Reefer-Experten der weltgrößten Seefrachtspedition Kühne + Nagel, die pro Jahr rund 190.000TEU temperaturgeführte Ladung im Seeverkehr zuzüglich 360.000t Luftfracht (Perishables) bucht und disponiert, befürchten, dass die Reeder die Überkapazitäten dieses Jahr nicht in den Griff bekommen werden. 2015 sei das erste Jahr gewesen, in dem es selbst zur Hochsaison im Frühjahr keine erheblichen Reefer-Container-Engpässe gab, erklärte Frank Ganse, Global Director Reefer Logistics bei Kühne + Nagel, in einem Vortrag auf der Fruit Logistica. »Es ist möglich, dass wir 2016 erstmals die Situation erleben, dass es ein Überangebot an Reefer-Containern gibt«, stellte Ganse fest. Das hätte aus seiner Sicht zur Konsequenz, dass sich weitere Spediteure und Carrier in den Reefer-Markt »einkaufen«, was die Frachtpreise nochmals unter Druck setzen würde. Aber auch hier gilt, dass die Perspektiven alles andere als sicher sind. Ganse erinnerte an eine Ausnahmesituation im vergangenen Jahr in Zentralamerika, wo Exporteure während der Hochsaison für Melonen nicht genügend Equipment bekamen. Die Engpässe hätten sich auf Hunderte von Containern belaufen, so Ganse. »Das hat dann zur Folge, dass die Ware im einheimischen Markt verkauft oder schlimmstenfalls vernichtet werden muss.« Die gegenwärtige Marktsituation halte Kühne + Nagel aber nicht davon ab, sein operatives Netzwerk für Reefer-Ladung weiter auszubauen. Im vergangenen Jahr seien neue Teams in Marokko, der Türkei und Indonesien dazugekommen. Im Laufe dieses Jahres werde ein neuer Standort in Ghana aufgemacht.

Linien blicken nach Osten

Mit Blick auf die Importnachfrage richten die Reedereien ihr Augenmerk vor allem auf Asien. »Wir verzeichnen definitiv eine höhere Nachfrage in China, dort steigt der Bedarf für frische Lebensmittel trotz des schwächeren Wirtschaftswachstums immer noch an«, erklärt Shereen Zarkani, Head of Reefer Management, bei Maersk. Auch Hapag-Lloyds Wachstumsstrategie für den Reefer-Bereich ist stark an das China-Geschäft angelehnt, wie Vertriebsdirektorin Gurdrun Feil erläutert. Bei Obst und Gemüse müssen die Importeure per Protokoll nachweisen, dass bestimmte Temperaturgrenzwerte während des Transports eingehalten wurden. Die Bestimmungen zum »Cold Treatment« der Ware im Transit dienen der Abwehr von Schädlingen und Pflanzenkrankheiten. Hapag-Lloyd bietet den Kunden dazu als Mehrwertleistung die Fernüberwachung der Temperatur und Atmosphäre im Container an. »Wir haben ein paar Hundert Container dafür ausgerüstet und fahren die Zahl step by step weiter hoch«, so Feil. Der Vorteil bestehe darin, dass schon im Vorwege Alternativen ausgelotet oder Vorbereitungen zur Sonderbehandlung der Ware getroffen werden können, wenn Kühlfunktionen länger als erlaubt ausgefallen sind.

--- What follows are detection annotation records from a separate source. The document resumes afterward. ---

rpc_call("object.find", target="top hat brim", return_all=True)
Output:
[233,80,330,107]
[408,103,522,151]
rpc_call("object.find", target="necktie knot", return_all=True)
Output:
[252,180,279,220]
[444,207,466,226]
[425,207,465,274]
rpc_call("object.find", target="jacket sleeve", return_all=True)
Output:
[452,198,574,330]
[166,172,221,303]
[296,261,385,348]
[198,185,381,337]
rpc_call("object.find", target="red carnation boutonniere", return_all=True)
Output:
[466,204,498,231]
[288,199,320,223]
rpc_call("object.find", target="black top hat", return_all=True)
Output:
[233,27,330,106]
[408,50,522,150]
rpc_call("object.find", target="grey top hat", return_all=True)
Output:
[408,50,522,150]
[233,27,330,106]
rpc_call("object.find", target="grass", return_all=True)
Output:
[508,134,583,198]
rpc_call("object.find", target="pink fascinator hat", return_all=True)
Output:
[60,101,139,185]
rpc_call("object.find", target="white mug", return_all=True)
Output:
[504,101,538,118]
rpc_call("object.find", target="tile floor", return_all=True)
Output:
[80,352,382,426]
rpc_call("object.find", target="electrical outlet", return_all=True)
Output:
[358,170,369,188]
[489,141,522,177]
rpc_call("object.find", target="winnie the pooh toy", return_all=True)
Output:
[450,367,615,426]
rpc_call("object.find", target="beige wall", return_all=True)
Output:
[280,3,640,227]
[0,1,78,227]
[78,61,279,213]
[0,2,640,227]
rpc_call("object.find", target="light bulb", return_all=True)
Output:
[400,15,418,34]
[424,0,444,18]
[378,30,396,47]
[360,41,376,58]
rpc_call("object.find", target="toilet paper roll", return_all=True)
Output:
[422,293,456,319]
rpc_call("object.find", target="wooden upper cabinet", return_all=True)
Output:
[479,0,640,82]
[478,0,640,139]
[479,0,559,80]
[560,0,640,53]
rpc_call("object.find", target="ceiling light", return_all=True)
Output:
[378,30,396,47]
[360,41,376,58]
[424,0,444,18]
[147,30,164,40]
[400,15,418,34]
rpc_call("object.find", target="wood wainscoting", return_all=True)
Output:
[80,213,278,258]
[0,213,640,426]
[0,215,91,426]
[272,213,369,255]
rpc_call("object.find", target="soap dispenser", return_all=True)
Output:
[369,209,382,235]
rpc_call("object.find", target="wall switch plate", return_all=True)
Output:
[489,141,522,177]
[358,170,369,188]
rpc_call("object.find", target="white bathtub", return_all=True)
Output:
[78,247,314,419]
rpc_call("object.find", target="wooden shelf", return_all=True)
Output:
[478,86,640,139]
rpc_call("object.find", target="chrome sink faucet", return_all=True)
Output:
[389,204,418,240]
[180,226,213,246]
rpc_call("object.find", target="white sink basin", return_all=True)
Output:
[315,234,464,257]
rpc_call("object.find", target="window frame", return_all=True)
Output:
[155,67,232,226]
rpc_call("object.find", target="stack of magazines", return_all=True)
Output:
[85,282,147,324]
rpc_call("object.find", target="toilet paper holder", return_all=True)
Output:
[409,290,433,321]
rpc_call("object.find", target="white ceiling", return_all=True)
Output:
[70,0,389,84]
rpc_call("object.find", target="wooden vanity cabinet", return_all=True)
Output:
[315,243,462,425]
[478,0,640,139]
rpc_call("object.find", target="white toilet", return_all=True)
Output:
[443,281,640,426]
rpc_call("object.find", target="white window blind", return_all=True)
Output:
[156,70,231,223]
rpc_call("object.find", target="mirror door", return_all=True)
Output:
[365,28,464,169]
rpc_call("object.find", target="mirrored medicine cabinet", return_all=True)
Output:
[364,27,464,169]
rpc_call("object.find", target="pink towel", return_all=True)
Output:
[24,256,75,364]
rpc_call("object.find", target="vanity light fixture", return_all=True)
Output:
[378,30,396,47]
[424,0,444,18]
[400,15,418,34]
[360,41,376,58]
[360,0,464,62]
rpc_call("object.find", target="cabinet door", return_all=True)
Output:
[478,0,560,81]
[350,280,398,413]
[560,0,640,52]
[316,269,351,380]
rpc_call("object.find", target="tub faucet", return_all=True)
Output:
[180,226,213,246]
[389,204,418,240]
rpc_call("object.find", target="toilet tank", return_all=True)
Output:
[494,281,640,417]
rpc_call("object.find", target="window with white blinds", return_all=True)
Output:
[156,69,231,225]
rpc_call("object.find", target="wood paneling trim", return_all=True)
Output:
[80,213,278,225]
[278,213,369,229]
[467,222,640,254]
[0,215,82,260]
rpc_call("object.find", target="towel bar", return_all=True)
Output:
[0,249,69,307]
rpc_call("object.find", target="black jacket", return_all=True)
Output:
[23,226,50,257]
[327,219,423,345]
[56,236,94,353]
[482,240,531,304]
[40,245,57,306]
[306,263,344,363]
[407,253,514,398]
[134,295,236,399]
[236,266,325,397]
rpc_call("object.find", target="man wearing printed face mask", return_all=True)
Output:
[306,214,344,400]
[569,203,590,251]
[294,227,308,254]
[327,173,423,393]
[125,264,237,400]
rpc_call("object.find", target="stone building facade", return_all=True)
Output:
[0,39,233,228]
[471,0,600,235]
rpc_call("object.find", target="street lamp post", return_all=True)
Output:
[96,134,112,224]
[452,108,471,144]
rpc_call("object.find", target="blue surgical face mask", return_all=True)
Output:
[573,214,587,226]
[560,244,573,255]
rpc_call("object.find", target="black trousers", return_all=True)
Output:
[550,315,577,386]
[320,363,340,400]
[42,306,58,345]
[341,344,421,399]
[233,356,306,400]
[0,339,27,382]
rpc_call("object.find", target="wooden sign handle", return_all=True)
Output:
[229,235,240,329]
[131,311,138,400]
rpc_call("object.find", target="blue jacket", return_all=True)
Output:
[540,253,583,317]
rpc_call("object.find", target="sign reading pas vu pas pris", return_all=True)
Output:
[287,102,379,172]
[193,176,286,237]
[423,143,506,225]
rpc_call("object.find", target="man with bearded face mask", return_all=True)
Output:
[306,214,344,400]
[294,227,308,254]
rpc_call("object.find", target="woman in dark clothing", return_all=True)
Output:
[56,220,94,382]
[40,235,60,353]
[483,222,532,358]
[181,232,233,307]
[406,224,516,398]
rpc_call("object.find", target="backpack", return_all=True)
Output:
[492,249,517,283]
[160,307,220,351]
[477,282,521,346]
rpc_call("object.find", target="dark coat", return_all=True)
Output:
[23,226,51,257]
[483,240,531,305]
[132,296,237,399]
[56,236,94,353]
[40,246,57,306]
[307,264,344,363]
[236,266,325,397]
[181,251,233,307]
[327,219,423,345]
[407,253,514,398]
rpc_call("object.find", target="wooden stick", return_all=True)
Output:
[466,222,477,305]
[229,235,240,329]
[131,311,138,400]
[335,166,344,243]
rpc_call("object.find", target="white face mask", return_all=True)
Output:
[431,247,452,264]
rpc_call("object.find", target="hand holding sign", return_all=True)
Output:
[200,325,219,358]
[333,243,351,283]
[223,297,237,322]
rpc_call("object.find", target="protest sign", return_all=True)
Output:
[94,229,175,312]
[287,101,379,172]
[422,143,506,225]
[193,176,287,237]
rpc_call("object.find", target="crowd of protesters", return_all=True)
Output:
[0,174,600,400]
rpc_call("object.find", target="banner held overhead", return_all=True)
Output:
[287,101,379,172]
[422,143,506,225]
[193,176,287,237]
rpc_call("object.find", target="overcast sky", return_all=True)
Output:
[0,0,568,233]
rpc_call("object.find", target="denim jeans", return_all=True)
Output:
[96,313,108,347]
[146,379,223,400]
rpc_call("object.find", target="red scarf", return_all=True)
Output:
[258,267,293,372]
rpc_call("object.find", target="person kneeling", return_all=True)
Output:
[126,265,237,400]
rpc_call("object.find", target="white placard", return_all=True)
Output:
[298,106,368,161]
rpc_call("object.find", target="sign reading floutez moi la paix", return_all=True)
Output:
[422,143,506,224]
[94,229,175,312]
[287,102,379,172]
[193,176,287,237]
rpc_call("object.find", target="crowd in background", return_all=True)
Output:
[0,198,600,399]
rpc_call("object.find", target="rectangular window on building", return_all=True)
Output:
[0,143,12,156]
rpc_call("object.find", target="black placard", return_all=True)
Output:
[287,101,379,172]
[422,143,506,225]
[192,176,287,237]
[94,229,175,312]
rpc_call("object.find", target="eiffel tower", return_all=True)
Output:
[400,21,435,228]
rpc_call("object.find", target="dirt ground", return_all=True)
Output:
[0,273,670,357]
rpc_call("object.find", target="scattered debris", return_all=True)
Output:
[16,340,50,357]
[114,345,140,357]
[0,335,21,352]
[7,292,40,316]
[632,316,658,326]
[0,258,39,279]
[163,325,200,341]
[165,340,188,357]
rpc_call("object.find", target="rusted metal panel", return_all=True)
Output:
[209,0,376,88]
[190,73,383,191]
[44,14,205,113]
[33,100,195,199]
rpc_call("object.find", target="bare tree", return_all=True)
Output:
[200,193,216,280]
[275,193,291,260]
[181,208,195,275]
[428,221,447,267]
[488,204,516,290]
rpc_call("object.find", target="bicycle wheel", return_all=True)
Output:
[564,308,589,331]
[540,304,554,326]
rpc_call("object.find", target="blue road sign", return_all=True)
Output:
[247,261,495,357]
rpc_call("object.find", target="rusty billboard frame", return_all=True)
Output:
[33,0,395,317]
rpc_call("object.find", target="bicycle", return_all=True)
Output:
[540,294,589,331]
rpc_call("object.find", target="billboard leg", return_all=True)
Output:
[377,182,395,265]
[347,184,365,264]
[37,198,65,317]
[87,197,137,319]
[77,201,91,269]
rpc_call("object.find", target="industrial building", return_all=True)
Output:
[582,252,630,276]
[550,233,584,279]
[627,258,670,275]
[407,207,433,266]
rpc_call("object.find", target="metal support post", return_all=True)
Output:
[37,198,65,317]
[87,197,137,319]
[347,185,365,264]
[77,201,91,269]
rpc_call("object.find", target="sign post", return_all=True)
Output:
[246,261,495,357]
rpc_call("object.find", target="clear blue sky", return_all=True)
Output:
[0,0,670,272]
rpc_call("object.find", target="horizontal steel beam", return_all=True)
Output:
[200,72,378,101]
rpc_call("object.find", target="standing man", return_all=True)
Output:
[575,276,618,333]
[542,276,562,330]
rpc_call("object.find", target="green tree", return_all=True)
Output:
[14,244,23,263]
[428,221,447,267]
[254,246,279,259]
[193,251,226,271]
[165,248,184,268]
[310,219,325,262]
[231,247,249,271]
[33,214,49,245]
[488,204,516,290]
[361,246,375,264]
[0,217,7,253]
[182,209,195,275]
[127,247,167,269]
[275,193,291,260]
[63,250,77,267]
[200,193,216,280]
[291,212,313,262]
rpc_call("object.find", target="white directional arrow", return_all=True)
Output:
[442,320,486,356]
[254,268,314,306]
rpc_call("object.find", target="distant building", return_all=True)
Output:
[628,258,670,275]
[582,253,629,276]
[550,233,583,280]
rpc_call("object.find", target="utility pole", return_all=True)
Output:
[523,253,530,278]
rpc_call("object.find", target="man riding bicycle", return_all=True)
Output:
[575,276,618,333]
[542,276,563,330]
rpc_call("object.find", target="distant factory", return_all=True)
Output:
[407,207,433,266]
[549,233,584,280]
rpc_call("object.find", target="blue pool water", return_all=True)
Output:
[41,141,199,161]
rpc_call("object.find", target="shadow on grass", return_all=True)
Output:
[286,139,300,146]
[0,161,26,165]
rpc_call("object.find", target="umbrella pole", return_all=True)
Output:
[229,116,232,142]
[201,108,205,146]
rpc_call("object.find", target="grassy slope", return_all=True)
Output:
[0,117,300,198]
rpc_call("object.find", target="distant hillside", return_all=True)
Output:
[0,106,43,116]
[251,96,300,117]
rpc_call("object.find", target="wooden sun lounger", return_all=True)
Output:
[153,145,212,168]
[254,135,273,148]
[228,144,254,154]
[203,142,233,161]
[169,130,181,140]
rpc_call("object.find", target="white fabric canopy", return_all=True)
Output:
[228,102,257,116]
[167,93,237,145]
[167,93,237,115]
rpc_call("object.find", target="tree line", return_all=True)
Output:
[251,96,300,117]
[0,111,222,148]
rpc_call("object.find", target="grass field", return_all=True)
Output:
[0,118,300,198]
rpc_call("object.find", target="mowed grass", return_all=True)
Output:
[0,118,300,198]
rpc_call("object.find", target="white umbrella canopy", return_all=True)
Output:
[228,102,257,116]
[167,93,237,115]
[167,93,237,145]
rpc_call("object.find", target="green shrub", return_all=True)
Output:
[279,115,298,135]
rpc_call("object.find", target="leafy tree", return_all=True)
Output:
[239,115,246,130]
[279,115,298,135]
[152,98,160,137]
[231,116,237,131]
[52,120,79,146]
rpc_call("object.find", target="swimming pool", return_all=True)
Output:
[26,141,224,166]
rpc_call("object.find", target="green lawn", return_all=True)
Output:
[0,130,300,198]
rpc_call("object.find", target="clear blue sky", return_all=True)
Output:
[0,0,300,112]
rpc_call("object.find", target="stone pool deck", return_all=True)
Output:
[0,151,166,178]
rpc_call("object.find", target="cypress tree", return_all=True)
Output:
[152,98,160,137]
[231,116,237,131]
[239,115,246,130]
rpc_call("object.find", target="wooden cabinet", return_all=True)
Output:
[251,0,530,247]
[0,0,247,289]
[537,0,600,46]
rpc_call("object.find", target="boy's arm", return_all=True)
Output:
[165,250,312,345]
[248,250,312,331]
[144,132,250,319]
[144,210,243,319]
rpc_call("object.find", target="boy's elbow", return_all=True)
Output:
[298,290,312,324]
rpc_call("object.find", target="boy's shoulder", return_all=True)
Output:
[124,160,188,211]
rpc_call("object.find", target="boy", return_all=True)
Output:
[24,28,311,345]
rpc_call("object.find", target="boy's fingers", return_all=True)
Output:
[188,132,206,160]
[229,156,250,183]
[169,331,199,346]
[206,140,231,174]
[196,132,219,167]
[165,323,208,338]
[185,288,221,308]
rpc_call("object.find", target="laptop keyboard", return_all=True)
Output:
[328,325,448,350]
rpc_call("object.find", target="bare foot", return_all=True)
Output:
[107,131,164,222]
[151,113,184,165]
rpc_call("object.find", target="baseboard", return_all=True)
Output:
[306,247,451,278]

Dieses Jahr wolle Hapag-Lloyd bei der Vermarktung von Reefer-Transporten wieder stärker in die Offensive gehen, nachdem im Vorjahr im Zuge der Integration von CSAV bestimmte Geschäft verloren wurden. »Für uns ist 2016 klar, dass wir das wieder zurückgewinnen wollen, was wir an Volumen verloren hatten. Wir erwarten bei den Reefer-Carryings ein hohes einstelliges Wachstum«, sagt Feil. Ihren Reefer-Container-Bestand haben die Hamburger durch Übernahme des chilenischen Partners sowie durch Neubestellungen auf 145.000TEU erhöht. 2015 seien 6.000 neue Reefer-Container angeschafft worden – darunter rund 1.000 Stück mit CA-Technologie (»Controlled Atmosphere«). Letztere erlauben eine Regulierung der Luftzusammensetzung im Inneren des Containers, damit der Reifeprozess verzögert und die Früchte über weitere Distanzen befördert werden können. »Das ist das Topsegment, das wir ausbauen wollen«, erklärt Feil.

Dass es sich für die Reedereien lohnt, ihre Geschäftsstrategie noch stärker auf China auszurichten, lässt sich auch aus den Marktdaten von Seabury schlussfolgern. Denn wenn der Reefer-Containerverkehr auch nur minimal zugelegt haben sollte, dann wohl nur wegen der gestiegenen Importe im Reich der Mitte. Um 46.000TEU bzw. um 9% sei der Umschlag eingehender Reefer-Container im vergangenen Jahr gestiegen, so Seabury. »Es ist eines der wenigen Segmente des chinesischen Marktes, die noch wachsen. Auch für europäische Firmen, die neue Geschäftschancen suchen, lohnt es sich, nach China zu schauen«, meint Seabury-Analyst Looten.

Zu den Obstsorten, die in Fernost trotz niedrigerem BIP-Wachstums immer reißenderen Absatz finden, gehören Kiwis aus Neuseeland. »China wird dieses Jahr Japan als größten Markt für uns überrunden«, sagt Mike Knowles, Shipping Manager der Kiwi-Vertriebsorganisation Zespri. Die Zuwächse dort spiegeln sich im erweiterten Transportprogramm der Erzeugergenossenschaft wieder, das dieses Jahr deutlich auf über 10.000 FEU-Verladungen (40-Fuß-Container) sowie 61 Charterreisen mit konventionellen Reeferschiffen hochgefahren werde, so Knowles. Wohlgemerkt: Ein Viertel der für China bestimmten Gesamtmenge wird seinen Worten zufolge mit Kühlschiffen gefahren.

Yntze Buitenwerf, Befrachtungschef der weltgrößten Reefer-Reederei Seatrade, sieht noch weitere interessante Nischen in der Entstehung. Kürzlich sei die Firma kurz davor gewesen, erstmals eine Schiffsladung Kirschen von der Westküste Südamerikas nach China einzubuchen. Das Geschäft sei bloß nicht zustandegekommen, weil die obligatorische Dokumentation der Kältebehandlung (»Cold Treatment«) für das Produkt auf Kühlschiffen noch nicht geregelt gewesen sei. Buitenwerf rechnet damit, dass ein entsprechendes Protokoll bald vereinbart wird und der Weg dann frei ist für derartige Verschiffungen. Vielleicht dauert es gar nicht lange, bis wieder mehr Bewegung in den Markt kommt.